Posted: Thursday, December 26, 2002

With the Bush administration throwing support behind "cash-balance" pension plans, more companies may convert traditional pensions to this option, which can significantly reduce older workers' projected retirement benefits.

This month, the Treasury Department proposed guidelines under which employers could change traditional pensions to cash-balance plans without fear of age-discrimination charges. The department is accepting public comment and plans a hearing in April. The rules could become final in the summer.

Cash-balance supporters say the plan is more suited for today's mobile work force and helps younger workers build benefits more quickly. One-third of Fortune 100 companies have a cash-balance or similar plan; in 1985, there was just one, according to Watson Wyatt Worldwide, a human-resources consulting company based in Washington.

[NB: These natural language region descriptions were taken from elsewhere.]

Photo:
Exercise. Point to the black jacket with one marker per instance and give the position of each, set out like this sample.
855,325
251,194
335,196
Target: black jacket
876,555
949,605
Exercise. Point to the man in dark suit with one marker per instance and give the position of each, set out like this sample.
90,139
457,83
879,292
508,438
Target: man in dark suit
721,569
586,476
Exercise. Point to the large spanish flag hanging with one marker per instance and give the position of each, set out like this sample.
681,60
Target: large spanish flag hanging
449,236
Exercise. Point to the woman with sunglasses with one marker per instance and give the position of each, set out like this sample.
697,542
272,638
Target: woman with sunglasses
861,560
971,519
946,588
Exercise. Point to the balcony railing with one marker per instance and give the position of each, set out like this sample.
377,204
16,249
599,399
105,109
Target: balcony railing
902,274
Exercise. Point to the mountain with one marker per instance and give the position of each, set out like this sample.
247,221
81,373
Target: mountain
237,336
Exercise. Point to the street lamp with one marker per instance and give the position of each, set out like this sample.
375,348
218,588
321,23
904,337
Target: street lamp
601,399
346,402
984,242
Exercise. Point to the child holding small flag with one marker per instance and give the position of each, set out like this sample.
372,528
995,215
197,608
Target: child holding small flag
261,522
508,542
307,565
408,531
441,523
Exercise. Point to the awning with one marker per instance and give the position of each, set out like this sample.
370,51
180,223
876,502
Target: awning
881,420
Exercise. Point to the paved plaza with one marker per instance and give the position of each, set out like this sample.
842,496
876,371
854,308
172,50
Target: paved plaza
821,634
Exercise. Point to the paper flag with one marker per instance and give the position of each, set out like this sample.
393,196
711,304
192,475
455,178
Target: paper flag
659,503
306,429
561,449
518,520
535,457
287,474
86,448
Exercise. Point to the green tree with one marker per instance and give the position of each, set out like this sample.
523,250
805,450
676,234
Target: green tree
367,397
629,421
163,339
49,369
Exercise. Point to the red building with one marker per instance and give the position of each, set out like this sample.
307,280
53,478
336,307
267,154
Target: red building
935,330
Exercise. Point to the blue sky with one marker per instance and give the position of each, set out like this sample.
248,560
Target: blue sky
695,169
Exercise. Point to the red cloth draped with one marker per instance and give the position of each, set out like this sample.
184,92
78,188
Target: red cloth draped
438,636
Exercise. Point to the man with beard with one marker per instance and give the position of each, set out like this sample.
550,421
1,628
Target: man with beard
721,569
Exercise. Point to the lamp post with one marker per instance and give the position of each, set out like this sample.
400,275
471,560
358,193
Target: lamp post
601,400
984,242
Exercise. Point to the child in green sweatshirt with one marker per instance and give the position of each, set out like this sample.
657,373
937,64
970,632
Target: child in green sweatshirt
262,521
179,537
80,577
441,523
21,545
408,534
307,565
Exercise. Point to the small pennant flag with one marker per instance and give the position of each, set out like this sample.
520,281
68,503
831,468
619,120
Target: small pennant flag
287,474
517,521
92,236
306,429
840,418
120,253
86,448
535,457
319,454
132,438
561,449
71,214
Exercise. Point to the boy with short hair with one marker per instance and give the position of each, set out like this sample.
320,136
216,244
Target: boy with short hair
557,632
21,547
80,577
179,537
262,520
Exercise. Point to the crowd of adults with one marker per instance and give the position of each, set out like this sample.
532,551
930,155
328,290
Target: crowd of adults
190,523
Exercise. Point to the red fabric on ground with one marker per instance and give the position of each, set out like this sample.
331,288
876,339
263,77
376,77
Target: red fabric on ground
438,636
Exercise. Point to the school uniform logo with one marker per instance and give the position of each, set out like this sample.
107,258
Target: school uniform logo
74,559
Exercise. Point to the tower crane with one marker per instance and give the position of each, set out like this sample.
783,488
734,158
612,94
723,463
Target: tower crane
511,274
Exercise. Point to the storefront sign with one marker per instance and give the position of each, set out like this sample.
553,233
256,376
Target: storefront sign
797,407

Opponents say companies convert to a cash-balance plan to save money at the expense of longtime employees.

By converting, companies can save money because benefits are no longer tied to what workers earned in the last few years of their career, when wages are usually highest, experts said. During conversions, too, employers often drop expensive early-retirement subsidies.

"Overall, if I'm an older employee, I prefer the traditional pension. If I'm a younger employee, I prefer the cash-balance plan," said Kien Liew, president of PensionBenefits Inc. in Plano, Texas.

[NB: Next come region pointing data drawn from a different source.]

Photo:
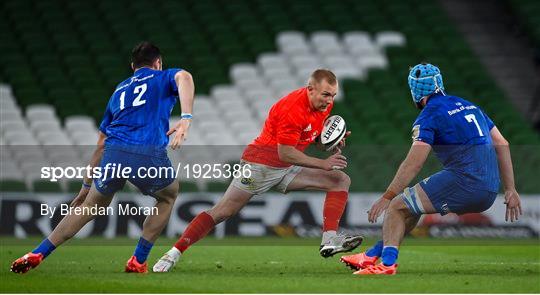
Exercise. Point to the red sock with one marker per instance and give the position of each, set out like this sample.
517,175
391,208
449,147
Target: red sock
334,205
197,229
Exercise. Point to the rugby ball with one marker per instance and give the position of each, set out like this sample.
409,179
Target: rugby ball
334,130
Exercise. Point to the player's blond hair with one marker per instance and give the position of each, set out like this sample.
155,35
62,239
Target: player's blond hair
322,74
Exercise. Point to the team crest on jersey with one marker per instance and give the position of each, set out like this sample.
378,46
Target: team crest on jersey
445,209
246,180
415,132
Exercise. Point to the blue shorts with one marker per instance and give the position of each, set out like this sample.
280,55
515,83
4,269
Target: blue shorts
145,172
447,194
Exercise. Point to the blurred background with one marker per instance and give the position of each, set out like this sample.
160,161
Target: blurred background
61,60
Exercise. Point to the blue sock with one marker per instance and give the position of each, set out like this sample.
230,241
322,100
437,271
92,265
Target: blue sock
45,248
142,250
376,250
389,255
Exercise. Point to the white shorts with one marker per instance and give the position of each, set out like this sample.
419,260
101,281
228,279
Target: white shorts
264,178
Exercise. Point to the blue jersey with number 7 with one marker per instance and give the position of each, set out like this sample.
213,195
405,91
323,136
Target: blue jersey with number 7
138,112
459,133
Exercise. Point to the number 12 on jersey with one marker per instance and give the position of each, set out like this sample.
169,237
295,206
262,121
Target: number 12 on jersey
471,118
141,89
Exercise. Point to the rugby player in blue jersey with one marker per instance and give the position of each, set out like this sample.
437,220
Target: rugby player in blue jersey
472,151
134,133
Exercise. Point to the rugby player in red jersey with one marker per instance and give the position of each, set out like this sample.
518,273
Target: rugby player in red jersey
277,161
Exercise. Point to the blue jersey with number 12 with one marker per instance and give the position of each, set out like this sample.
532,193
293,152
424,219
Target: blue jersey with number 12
138,112
459,133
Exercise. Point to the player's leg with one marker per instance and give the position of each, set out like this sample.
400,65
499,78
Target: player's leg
65,230
336,185
152,227
371,256
232,201
401,217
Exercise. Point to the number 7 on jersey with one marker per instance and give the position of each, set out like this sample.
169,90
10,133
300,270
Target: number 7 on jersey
471,118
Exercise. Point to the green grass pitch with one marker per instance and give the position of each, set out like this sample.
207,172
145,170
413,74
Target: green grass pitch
273,265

A traditional pension's benefits build slowly over many years and then accelerate, with payouts usually tied to average pay during the last few years of employment multiplied by years of service.

In a cash-balance plan, benefits accrue more evenly throughout employment. Workers are credited with a certain percentage of pay, usually 5 percent a year, and the balance is increased annually by an interest rate of, say, 5 percent to 6 percent.

As with a traditional pension, the employer pools the plan's money and assumes the investment risk. Workers receive regular statements on the lump-sum value of their benefits.

Like a 401(k) account, cash-balance plans allow workers leaving a company after being vested, usually in five years, to roll their accrued benefits into an individual retirement account or new employer's plan, if that plan permits. At retirement, workers typically take benefits in a lump sum, although they can get an annuity that pays them a monthly check for life.

Under the Treasury proposal, cash-balance plans would not be deemed discriminatory if older workers receive at least the same percentage of pay in their accounts as younger workers.

When companies switch to a cash-balance, employees don't lose benefits they have already accrued but can take a hit on projected benefits they have yet to earn.

"The big issue is conversion. The way it's been done previously has harmed a lot of employees," said Thomas Lowman, an actuary at Bolton Partners in Baltimore.

Generally, longtime workers lose about 30 percent of their projected benefits when employers switch to a cash-balance plan, Lowman said.

Jane Banfield, 54, said her projected benefits of $30,000 a year were cut in half after AT&T Corp. converted from a traditional pension to a cash-balance plan in 1998. An employee lawsuit against AT&T is pending.

"You're changing the rules in midstream without offering us the opportunity to change our investment strategy," said Banfield, who worked 20 years for AT&T in New Jersey before being laid off in November.

Cash-balance plans have their pluses and the impact of conversions can be ameliorated.

A cash-balance plan "tends to distribute the 'defined benefit' dollars more broadly among the plan population," said J. Mark Iwry, former benefits-tax counsel with the Treasury Department during the Clinton administration. "It's not a type of plan that deserves to be demonized."